I'm planning to rewrite the code in C++ for a variety of reasons. I have a few requirements:
Checkpointing: The calculation takes a long time, so I need to be able to stop at any point and resume later.
Separate individual tasks as objects: This helps me keep a good handle of where I am in the computations, and offers a clean way to do checkpointing via serialization.
Multi-threading: The task is clearly embarrassingly parallel, so it'd be neat to exploit that. I'd probably want to use Boost threads for this.
I would like suggestions on how to actually implement such a system. Ways I've thought of doing it:
Implement tasks as a simple stack. When you hit a task that needs subcalculations done, it checks if it has all the subcalculations it requires. If not, it creates the subtasks and throws them onto the stack. If it does, then it calculates its result and pops itself from the stack.
Store the tasks as a tree and do something like a depth-first visitor pattern. This would create all the tasks at the start and then computation would just traverse the tree.
These don't seem quite right because of the problems of the lower levels requiring a vast number of subtasks. I could approach it in a iterator fashion at this level, I guess.
I feel like I'm over-thinking it and there's already a simple, well-established way to do something like this. Is there one?
Technical details in case they matter:
The task tree has 5 levels.
Branching factor of the tree is really small (say, between 2 and 5) for all levels except the lowest which is on the order of a few million.
Each individual task would only need to store a result tens of bytes large. I don't mind using the disk as much as possible, so long as it doesn't kill performance.
For debugging, I'd have to be able to recall/recalculate any individual task.
All the calculations are discrete mathematics: calculations with integers, polynomials, and groups. No floating point at all.
there's a main task which requires a small number of sub-calculations to get its results. Those sub-calculations have sub-sub-calculations and so on. Each calculation only depends on the calculations below it in the tree (assuming the root node is the top). No data sharing needs to happen between branches. At lower levels the number of subtasks may be extremely large... blah blah resuming, multi-threading, etc.
Correct me if I'm wrong, but it seems to me that you are exactly describing a map-reduce algorithm.

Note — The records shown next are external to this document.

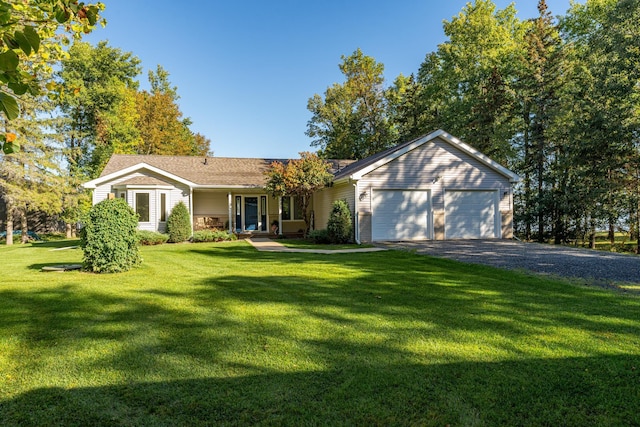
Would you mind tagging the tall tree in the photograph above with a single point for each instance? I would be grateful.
(467, 81)
(299, 177)
(163, 130)
(30, 178)
(606, 34)
(93, 82)
(408, 114)
(539, 85)
(29, 28)
(351, 121)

Just read what wikipedia says about map-reduce :
"Map" step: The master node takes the input, partitions it up into smaller sub-problems, and distributes those to worker nodes. A worker node may do this again in turn, leading to a multi-level tree structure. The worker node processes that smaller problem, and passes the answer back to its master node.
"Reduce" step: The master node then takes the answers to all the sub-problems and combines them in some way to get the output – the answer to the problem it was originally trying to solve.
Using an existing mapreduce framework could save you a huge amount of time.
I just google "map reduce C++" and I start to get results, notably one in boost http://www.craighenderson.co.uk/mapreduce/
These don't seem quite right because of the problems of the lower levels requiring a vast number of subtasks. I could approach it in a iterator fashion at this level, I guess.
You definitely do not want millions of CPU-bound threads. You want at most N CPU-bound threads, where N is the product of the number of CPUs and the number of cores per CPU on your machine. Exceed N by a little bit and you are slowing things down a bit. Exceed N by a lot and you are slowing things down a whole lot. The machine will spend almost all its time swapping threads in and out of context, spending very little time executing the threads themselves. Exceed N by a whole lot and you will most likely crash your machine (or hit some limit on threads). If you want to farm lots and lots (and lots and lots) of parallel tasks out at once, you either need to use multiple machines or use your graphics card.